24) Union of India & another Vs Intercontinental Consultants and Technocrats Private Limited, (2018) 4 SCC 669 was another case where the Supreme Court was examining the validity of the expenditure / cost incurred by the service provider in the course of providing taxable services. The Supreme Court in this case also was examining Section 67 of the Finance Act, 1994 which relates to the expenditure / cost incurred by the service provider in the course of providing taxable services. In para 26 of the above said judgment, the Supreme Court observed as under :

“26. In this hue, the expression “such” occurring in Section 67 of the Act assumes importance. In other words, valuation of taxable services for charging service tax, the authorities are to find what is the gross amount charged for providing “such” taxable services. As a fortiori, any other amount which is calculated not for providing such taxable service cannot be a part of that valuation as that amount is not calculated for providing such “taxable service”. That according to us is the plain meaning which is to be attached to Section 67 (unamended i.e. prior to 01.05.2006) or after its amendment, with effect from 01.05.2006. Once this interpretation is to be given to Section 67, it hardly needs to be emphasised that Rule 5 of the Rules went much beyond the mandate of Section 67. We, therefore, find that the High Court was right in interpreting Sections 66 and 67 to say that in the valuation of taxable service, the value of taxable service shall be the gross amount charged by the service provider “for such service” and the valuation of tax service cannot be anything more or less than the consideration paid as quid pro qua for rendering such a service.”

25. Finally, the Supreme Court in the above said judgment has held that the value of free supplies of diesel and explosives in respect of service of “Site Formation and Clearance Service” can be included for the purpose of assessment to service tax under Section 67 of the Act. The Supreme Court further held that the value of such material which is supplied free by the service recipient cannot be treated as “gross amount charged” and it is not the consideration for rendering the services. In this backdrop, the value of free supplies of diesel and explosives would not warrant inclusion while arriving at the gross amount charged on the service tax to be paid, and all the appeals filed by the Union of India were dismissed.

26. The Supreme Court in the judgments referred to hereinabove has consistently held that where diesel is filled free of cost (FOC) by the service recipient and is not included in the value of GTA service, then the cost of fuel cannot be added to the payment made by the service recipient to the transporter, and further GST be charged from the transporter.

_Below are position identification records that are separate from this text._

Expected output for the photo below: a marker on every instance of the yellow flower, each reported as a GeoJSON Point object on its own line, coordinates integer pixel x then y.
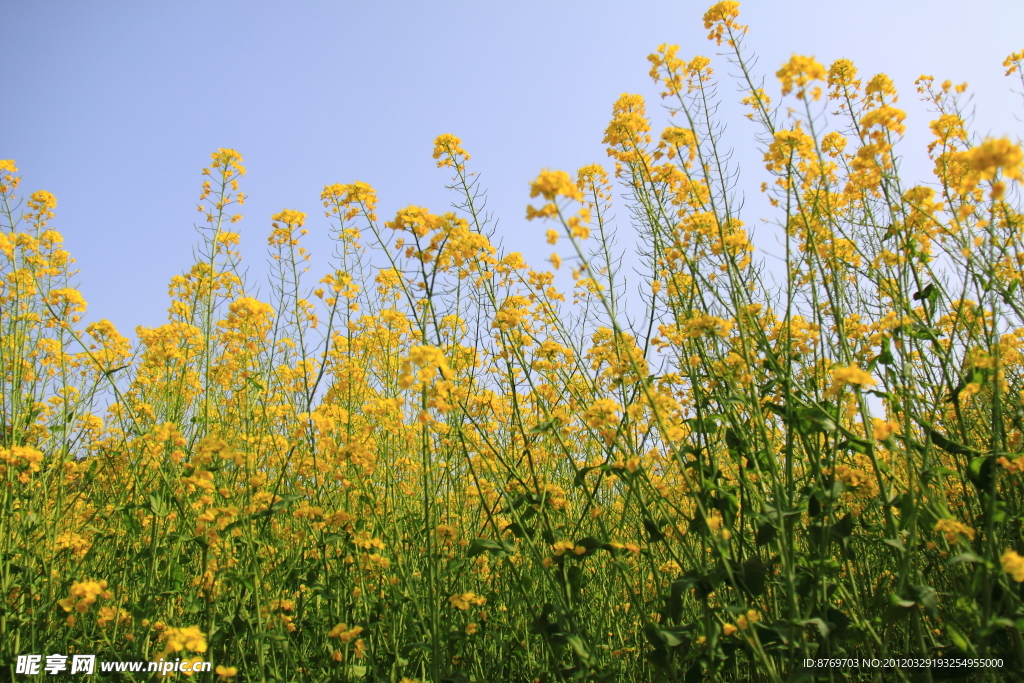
{"type": "Point", "coordinates": [799, 73]}
{"type": "Point", "coordinates": [343, 633]}
{"type": "Point", "coordinates": [290, 217]}
{"type": "Point", "coordinates": [849, 375]}
{"type": "Point", "coordinates": [551, 184]}
{"type": "Point", "coordinates": [188, 638]}
{"type": "Point", "coordinates": [464, 600]}
{"type": "Point", "coordinates": [450, 146]}
{"type": "Point", "coordinates": [83, 594]}
{"type": "Point", "coordinates": [721, 17]}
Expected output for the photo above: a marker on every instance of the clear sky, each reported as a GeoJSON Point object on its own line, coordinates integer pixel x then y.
{"type": "Point", "coordinates": [115, 107]}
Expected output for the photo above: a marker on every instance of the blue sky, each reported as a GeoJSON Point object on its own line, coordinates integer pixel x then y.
{"type": "Point", "coordinates": [115, 107]}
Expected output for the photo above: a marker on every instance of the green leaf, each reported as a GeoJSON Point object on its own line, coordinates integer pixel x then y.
{"type": "Point", "coordinates": [546, 426]}
{"type": "Point", "coordinates": [766, 534]}
{"type": "Point", "coordinates": [158, 506]}
{"type": "Point", "coordinates": [496, 548]}
{"type": "Point", "coordinates": [653, 530]}
{"type": "Point", "coordinates": [754, 574]}
{"type": "Point", "coordinates": [965, 557]}
{"type": "Point", "coordinates": [895, 543]}
{"type": "Point", "coordinates": [958, 639]}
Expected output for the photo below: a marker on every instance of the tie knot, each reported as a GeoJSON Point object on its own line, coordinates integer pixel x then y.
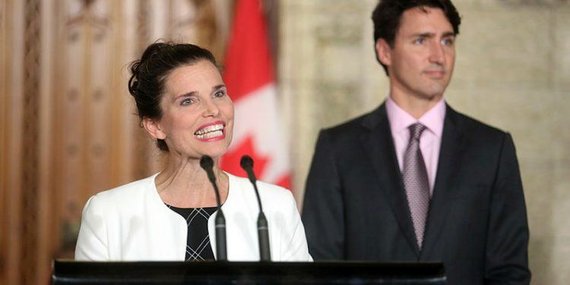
{"type": "Point", "coordinates": [416, 131]}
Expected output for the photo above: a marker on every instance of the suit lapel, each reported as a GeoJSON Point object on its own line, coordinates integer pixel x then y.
{"type": "Point", "coordinates": [448, 167]}
{"type": "Point", "coordinates": [383, 156]}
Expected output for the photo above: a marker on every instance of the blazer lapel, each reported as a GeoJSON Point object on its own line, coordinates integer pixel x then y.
{"type": "Point", "coordinates": [448, 167]}
{"type": "Point", "coordinates": [383, 156]}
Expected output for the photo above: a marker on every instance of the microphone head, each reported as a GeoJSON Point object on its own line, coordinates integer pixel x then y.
{"type": "Point", "coordinates": [246, 162]}
{"type": "Point", "coordinates": [206, 162]}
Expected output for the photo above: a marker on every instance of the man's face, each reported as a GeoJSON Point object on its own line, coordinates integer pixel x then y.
{"type": "Point", "coordinates": [421, 61]}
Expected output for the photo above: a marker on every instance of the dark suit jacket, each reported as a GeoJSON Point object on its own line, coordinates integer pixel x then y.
{"type": "Point", "coordinates": [355, 206]}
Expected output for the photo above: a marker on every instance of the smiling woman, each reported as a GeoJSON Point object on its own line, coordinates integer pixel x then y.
{"type": "Point", "coordinates": [183, 104]}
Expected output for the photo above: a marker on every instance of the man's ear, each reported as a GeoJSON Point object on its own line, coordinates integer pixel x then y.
{"type": "Point", "coordinates": [384, 52]}
{"type": "Point", "coordinates": [153, 128]}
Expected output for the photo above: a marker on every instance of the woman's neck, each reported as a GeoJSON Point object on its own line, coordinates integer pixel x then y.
{"type": "Point", "coordinates": [186, 185]}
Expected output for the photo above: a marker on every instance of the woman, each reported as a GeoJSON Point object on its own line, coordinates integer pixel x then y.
{"type": "Point", "coordinates": [183, 104]}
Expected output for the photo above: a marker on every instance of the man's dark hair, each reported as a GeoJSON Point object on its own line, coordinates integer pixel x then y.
{"type": "Point", "coordinates": [388, 14]}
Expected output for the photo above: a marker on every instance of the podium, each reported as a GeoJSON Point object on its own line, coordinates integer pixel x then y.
{"type": "Point", "coordinates": [66, 272]}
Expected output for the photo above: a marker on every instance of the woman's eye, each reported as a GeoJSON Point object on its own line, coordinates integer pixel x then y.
{"type": "Point", "coordinates": [220, 93]}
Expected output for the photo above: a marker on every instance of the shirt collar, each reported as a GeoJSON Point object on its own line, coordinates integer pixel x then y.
{"type": "Point", "coordinates": [400, 120]}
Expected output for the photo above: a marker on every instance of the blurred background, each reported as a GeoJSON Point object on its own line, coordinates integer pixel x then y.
{"type": "Point", "coordinates": [68, 127]}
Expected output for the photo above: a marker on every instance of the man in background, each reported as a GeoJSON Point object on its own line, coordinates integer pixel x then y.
{"type": "Point", "coordinates": [414, 180]}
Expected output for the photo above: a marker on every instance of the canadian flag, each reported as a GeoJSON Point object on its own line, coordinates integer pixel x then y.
{"type": "Point", "coordinates": [249, 77]}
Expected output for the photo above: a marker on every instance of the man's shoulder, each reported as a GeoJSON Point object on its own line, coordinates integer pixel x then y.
{"type": "Point", "coordinates": [357, 124]}
{"type": "Point", "coordinates": [472, 126]}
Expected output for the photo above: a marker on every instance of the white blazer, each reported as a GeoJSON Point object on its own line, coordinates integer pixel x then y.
{"type": "Point", "coordinates": [132, 223]}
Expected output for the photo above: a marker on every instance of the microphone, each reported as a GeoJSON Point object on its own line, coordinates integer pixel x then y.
{"type": "Point", "coordinates": [207, 164]}
{"type": "Point", "coordinates": [262, 228]}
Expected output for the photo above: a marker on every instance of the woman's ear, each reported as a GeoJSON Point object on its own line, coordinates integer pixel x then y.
{"type": "Point", "coordinates": [384, 52]}
{"type": "Point", "coordinates": [153, 128]}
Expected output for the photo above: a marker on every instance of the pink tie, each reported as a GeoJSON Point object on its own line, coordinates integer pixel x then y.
{"type": "Point", "coordinates": [416, 181]}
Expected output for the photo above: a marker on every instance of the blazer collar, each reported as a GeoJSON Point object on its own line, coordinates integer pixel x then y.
{"type": "Point", "coordinates": [378, 140]}
{"type": "Point", "coordinates": [452, 145]}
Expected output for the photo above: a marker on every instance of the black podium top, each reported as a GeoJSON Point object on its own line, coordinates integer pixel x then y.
{"type": "Point", "coordinates": [67, 272]}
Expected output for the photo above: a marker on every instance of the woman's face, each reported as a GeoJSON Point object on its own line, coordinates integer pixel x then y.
{"type": "Point", "coordinates": [198, 114]}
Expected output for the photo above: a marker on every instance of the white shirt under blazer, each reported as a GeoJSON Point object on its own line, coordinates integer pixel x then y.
{"type": "Point", "coordinates": [132, 223]}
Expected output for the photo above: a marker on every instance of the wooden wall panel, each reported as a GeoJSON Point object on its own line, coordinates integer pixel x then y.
{"type": "Point", "coordinates": [68, 126]}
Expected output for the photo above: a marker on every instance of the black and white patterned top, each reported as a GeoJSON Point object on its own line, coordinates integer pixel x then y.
{"type": "Point", "coordinates": [198, 246]}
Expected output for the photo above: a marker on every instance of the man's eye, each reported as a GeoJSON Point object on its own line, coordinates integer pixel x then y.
{"type": "Point", "coordinates": [448, 41]}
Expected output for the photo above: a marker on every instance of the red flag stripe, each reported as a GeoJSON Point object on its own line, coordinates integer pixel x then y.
{"type": "Point", "coordinates": [248, 61]}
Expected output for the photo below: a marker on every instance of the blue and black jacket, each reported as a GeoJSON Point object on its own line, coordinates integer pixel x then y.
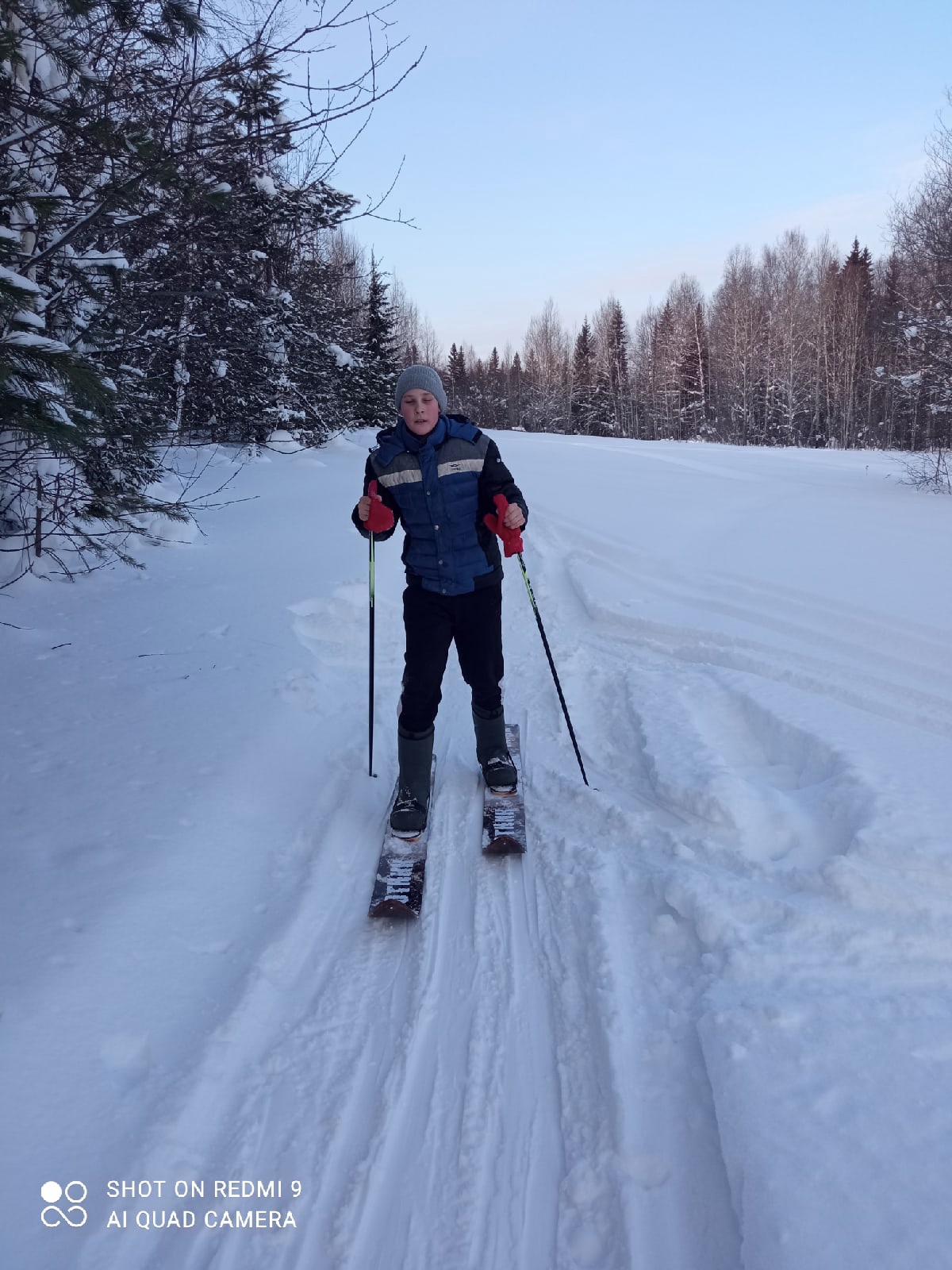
{"type": "Point", "coordinates": [440, 487]}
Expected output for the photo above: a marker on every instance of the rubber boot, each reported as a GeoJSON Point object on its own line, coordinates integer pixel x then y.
{"type": "Point", "coordinates": [410, 808]}
{"type": "Point", "coordinates": [492, 752]}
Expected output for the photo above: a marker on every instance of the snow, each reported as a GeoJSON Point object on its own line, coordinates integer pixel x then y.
{"type": "Point", "coordinates": [264, 184]}
{"type": "Point", "coordinates": [342, 356]}
{"type": "Point", "coordinates": [704, 1022]}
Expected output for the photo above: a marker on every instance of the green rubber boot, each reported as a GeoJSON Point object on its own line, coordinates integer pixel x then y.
{"type": "Point", "coordinates": [410, 808]}
{"type": "Point", "coordinates": [492, 751]}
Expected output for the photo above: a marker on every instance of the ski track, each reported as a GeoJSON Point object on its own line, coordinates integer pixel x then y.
{"type": "Point", "coordinates": [566, 1119]}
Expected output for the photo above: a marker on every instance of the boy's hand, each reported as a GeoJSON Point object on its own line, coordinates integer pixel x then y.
{"type": "Point", "coordinates": [374, 512]}
{"type": "Point", "coordinates": [507, 524]}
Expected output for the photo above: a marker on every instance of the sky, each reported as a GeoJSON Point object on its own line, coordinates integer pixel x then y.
{"type": "Point", "coordinates": [579, 152]}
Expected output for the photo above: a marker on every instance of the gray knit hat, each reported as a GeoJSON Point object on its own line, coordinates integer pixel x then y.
{"type": "Point", "coordinates": [422, 378]}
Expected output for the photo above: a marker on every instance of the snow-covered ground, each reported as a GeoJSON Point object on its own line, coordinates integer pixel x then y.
{"type": "Point", "coordinates": [704, 1024]}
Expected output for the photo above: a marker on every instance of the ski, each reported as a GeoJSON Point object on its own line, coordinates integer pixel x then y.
{"type": "Point", "coordinates": [397, 891]}
{"type": "Point", "coordinates": [505, 814]}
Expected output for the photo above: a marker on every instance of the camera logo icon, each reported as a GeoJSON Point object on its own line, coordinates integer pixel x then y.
{"type": "Point", "coordinates": [73, 1197]}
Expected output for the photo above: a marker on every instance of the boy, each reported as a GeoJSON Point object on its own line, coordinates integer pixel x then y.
{"type": "Point", "coordinates": [440, 476]}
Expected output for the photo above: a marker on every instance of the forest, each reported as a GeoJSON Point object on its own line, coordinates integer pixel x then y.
{"type": "Point", "coordinates": [178, 267]}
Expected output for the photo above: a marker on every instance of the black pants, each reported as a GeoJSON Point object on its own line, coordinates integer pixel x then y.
{"type": "Point", "coordinates": [433, 622]}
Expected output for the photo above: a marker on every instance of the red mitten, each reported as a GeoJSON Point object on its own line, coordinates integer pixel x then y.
{"type": "Point", "coordinates": [381, 518]}
{"type": "Point", "coordinates": [512, 539]}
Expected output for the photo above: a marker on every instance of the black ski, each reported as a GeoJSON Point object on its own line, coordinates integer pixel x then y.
{"type": "Point", "coordinates": [505, 814]}
{"type": "Point", "coordinates": [397, 891]}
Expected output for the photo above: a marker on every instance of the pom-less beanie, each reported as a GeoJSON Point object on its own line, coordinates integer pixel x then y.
{"type": "Point", "coordinates": [422, 378]}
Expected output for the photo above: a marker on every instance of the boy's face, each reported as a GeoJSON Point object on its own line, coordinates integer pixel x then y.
{"type": "Point", "coordinates": [420, 412]}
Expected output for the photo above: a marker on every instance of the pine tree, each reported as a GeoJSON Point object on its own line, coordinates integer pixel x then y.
{"type": "Point", "coordinates": [378, 370]}
{"type": "Point", "coordinates": [457, 376]}
{"type": "Point", "coordinates": [584, 370]}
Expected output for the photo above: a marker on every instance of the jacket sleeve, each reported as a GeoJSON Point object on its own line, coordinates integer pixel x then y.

27. Recently, the Supreme Court in Jayhind Projects Ltd. Vs Commissioner of Service Tax, Ahmadabad, (2023) 13 Centax 32 (S.C.) has again reiterated and followed the judgment of the Supreme Court in the case of Commissioner of Service Tax & others Vs Bhayana Builders (P) Ltd, (2018) 3 SCC 782, and held that the value of goods / materials supplied free of cost by service provider is not to be included in the gross amount for levy of service tax by the service provider.

28. Hence, as per the consistent view taken by the Supreme Court in the judgments referred to above the cost of fuel cannot be added in the account of the petitioner, who was a transporter, and was governed by the GST rules. Thus, in the case of the petitioner, as per the agreement (Annexure-2), the cost of fuel was to be borne by the service recipient and this cost of this fuel cannot be subjected to charge of GST by adding the value of free diesel in the transaction value of GTA service done by the petitioner. Hence, value of free fuel cannot be added to value of taxable supply under Section 15(1) and Section 15(2)(b) of the CGST Act, 2017.

29) Keeping in view the above law laid down by the Supreme Court, the present writ petition is allowed, and the order dated 30.01.2023 (Annexure-1), passed by the Appellate Authority for Advance Ruling for the State of Uttarakhand Goods and Service Tax is, hereby, set aside.